A penetration test is a method of evaluating the security of a computer
system or network by simulating an attack from a malicious source, known as
a "Hacker". The process involves an active analysis of the system
for any potential vulnerabilities that may result from poor or improper system
configuration, known and/or unknown hardware or software flaws, or operational
weaknesses in process or technical countermeasures. This analysis is carried
out from the position of a potential attacker, and can involve active exploitation
of security vulnerabilities. Any security issues that are found will be presented
to the system owner together with an assessment of their impact and often
with a proposal for mitigation or a technical solution.

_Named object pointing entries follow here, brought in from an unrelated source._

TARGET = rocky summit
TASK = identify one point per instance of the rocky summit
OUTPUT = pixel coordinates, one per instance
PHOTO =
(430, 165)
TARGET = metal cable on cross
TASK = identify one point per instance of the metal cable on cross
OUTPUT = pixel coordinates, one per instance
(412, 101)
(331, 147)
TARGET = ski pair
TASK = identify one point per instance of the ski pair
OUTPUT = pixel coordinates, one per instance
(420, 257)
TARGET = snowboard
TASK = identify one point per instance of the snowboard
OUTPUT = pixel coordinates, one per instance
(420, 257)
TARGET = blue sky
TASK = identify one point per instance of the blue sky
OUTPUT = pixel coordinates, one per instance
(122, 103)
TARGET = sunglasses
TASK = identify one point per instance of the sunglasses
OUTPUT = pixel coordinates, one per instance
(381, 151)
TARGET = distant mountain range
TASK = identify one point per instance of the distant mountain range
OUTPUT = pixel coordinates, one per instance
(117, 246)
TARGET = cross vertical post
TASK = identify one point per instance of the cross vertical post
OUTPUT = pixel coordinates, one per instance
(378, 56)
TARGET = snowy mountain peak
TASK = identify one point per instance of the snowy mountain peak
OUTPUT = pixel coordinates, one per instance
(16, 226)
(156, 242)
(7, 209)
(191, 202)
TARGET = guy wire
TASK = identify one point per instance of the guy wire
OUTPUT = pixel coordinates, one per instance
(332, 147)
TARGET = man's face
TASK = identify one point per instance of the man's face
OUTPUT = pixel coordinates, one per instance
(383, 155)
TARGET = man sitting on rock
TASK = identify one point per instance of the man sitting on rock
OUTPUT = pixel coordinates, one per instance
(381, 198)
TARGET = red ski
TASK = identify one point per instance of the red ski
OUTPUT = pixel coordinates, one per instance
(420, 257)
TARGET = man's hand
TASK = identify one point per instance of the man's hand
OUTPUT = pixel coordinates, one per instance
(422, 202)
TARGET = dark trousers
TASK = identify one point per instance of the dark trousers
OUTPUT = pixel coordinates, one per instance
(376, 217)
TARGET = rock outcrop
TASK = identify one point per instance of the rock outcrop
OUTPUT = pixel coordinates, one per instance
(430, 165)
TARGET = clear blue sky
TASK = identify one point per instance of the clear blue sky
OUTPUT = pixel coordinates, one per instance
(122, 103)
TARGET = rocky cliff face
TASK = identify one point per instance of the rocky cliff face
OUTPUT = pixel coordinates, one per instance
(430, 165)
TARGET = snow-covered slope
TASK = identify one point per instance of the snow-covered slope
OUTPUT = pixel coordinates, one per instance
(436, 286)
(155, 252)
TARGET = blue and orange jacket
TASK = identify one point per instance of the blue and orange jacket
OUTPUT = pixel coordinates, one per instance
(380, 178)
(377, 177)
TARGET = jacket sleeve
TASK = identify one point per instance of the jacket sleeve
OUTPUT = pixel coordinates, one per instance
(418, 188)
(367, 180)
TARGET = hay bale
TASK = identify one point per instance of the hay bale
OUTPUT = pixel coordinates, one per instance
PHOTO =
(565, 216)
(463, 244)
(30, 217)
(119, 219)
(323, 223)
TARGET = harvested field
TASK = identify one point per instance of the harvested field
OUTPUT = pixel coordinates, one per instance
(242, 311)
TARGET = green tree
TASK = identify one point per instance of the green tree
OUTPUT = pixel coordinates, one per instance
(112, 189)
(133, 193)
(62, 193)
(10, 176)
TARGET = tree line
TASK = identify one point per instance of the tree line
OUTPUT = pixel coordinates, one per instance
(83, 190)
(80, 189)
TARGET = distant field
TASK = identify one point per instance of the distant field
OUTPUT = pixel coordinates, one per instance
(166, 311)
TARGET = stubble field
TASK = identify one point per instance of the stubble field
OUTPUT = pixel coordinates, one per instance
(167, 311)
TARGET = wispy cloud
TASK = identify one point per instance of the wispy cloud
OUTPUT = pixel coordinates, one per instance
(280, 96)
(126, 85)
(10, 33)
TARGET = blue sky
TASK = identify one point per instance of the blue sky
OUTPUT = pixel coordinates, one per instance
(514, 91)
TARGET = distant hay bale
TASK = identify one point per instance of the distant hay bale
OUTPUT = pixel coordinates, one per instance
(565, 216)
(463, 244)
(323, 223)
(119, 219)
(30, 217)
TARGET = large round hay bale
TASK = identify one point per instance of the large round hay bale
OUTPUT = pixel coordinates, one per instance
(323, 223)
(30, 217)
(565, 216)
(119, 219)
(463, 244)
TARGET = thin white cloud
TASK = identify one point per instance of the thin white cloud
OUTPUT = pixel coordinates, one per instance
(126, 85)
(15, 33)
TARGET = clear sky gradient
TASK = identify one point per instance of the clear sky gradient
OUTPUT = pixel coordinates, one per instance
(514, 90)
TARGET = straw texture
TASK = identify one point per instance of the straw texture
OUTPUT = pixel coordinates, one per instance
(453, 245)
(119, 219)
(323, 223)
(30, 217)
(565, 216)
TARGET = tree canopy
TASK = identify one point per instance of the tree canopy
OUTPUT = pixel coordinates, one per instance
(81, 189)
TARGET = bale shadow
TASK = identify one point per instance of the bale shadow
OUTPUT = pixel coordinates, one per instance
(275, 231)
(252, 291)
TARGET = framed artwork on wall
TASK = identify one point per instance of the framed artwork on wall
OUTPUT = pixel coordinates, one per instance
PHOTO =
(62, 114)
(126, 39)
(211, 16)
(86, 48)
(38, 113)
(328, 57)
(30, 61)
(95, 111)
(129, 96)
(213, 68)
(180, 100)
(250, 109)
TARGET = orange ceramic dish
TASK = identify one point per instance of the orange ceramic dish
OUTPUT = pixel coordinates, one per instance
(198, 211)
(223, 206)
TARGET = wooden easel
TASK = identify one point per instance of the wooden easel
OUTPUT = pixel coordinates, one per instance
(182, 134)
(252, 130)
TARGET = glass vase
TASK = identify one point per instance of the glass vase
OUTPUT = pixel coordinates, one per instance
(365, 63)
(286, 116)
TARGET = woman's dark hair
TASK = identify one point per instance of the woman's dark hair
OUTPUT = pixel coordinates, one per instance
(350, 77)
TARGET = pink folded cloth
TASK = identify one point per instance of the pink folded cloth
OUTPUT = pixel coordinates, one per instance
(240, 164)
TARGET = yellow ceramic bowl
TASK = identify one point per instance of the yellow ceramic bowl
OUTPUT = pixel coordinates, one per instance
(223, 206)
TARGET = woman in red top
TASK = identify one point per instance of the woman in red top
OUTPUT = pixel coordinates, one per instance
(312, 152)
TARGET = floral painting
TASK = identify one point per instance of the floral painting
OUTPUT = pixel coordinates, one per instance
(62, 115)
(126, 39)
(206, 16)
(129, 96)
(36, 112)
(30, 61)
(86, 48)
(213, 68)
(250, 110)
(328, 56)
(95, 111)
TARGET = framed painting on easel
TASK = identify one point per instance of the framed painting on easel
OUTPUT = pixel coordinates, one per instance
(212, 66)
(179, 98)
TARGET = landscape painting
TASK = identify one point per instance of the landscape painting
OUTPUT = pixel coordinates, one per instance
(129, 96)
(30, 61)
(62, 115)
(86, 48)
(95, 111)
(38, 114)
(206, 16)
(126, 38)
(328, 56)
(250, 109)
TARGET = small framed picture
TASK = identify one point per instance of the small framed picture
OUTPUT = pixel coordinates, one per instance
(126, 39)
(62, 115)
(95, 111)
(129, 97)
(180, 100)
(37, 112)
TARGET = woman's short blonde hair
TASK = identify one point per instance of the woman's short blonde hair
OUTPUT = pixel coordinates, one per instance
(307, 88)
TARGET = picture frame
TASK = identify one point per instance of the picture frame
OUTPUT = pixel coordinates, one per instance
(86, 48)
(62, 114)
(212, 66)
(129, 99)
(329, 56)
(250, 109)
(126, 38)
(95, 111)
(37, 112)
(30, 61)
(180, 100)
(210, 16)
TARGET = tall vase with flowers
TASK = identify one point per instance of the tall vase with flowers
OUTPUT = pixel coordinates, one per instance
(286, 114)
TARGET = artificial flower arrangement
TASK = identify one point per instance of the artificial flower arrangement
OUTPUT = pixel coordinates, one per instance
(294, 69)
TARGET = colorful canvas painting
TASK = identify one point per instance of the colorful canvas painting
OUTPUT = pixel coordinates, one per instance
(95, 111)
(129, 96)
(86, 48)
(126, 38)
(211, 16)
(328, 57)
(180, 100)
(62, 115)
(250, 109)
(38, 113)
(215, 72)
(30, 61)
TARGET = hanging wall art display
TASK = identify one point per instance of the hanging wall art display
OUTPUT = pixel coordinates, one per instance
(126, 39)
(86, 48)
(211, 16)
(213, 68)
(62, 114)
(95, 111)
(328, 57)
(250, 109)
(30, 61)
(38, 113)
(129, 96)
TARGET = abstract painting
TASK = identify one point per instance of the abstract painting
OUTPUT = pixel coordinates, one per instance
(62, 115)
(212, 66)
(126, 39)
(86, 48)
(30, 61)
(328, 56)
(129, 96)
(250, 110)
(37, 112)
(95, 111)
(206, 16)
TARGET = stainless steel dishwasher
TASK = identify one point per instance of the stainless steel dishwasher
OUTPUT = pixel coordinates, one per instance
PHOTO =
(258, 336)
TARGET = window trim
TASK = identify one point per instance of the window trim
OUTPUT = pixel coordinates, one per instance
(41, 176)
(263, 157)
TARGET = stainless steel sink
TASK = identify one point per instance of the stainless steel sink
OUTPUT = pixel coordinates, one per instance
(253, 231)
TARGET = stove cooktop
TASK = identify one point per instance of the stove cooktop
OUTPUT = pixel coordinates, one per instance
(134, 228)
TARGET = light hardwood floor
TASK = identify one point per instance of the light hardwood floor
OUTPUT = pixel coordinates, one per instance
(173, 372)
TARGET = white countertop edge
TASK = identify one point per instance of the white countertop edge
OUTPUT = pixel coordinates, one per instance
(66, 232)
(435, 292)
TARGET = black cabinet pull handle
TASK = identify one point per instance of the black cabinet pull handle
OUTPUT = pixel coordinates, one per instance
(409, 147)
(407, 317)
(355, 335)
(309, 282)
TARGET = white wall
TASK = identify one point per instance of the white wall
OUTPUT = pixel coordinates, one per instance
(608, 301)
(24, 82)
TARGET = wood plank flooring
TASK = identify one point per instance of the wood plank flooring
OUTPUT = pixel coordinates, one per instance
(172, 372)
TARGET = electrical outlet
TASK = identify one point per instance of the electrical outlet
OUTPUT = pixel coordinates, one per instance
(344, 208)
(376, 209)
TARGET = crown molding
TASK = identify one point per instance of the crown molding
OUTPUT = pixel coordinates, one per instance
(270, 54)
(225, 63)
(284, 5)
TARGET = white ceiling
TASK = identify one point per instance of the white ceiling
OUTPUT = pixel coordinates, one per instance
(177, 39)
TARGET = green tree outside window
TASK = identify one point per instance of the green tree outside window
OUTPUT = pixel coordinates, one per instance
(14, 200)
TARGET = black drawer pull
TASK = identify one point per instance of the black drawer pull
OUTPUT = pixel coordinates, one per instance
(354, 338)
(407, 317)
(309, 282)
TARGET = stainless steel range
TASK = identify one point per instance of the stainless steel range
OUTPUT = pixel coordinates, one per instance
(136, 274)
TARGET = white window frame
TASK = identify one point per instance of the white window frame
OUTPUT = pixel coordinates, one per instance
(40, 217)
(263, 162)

The intent of a penetration
test is to determine feasibility of an attack and the amount of business impact
of a successful exploit, if discovered.
Primeon provides Application Ethical Hacking/Penetration Testing "Blackbox".
Within this offering, Primeon tests login to logout all functions and the
infrastructure on which the application resides. This service extends well
beyond tools, which are only finding less than 5% of the applications vulnerabilities.
Primeon requests 2 "conditioned" test accounts per each user level
and follows the apps workflow from start to finish to identify deeply rooted
vulnerabilities that go completely undetected by other approaches. Sr.engineers/testers
rolling up their sleeves to perform this comprehensive "deepdive"
truly differentiates Primeon within the application security marketplace.
This offering utilizes the Primeon unique methodology, vulnerability knowledge
base, and proprietary tools to identify the following common security issues:
- Invalid Parameters
- Broken Access Control
- Broken Account and Session Management
- XSS
- Buffer Overflows
- Command Injection Flaws
- Error Handling Problems
- Insecure Use of Cryptography
- Remote Administration Flaws
- Web and App Server Misconfiguration
A typical Ethical Hacking service engagement includes the following components:
Threat Modeling - Analyzing the appropriate targets and their potential
threats.
Discovery - Building information about the application and its hosting
environment.
Vulnerability Scanning - Testing system/service/application for known
vulnerabilities.
Manual Testing - Using the advanced testing tools to walk through the
complex business logic flow.
The tests include:
- Authentication test covering the requirements for Broken
Access Control
- Input validation test covering the requirements for XSS,
Buffer Overflows and Command Injection Flaws
- Parameter manipulation test covering the requirements
for Invalid Parameters
- Configuration management test covering the requirements
for Web and App Server Misconfiguration and Remote Administration Flaws
- Session management test covering the requirements for
Broken Account and Session Management
- Exception management test covering the requirements for
Error Handling Problems
- Authorization test covering the requirements for Broken
Access Control and Remote Administration Flaws
- Other tests as potential exploits are revealed covering
the requirements for Insecure Use of Cryptography, etc.
Analysis - Analyzing the results from previous components
for potential impact.
Reporting - Detailed findings and recommendations.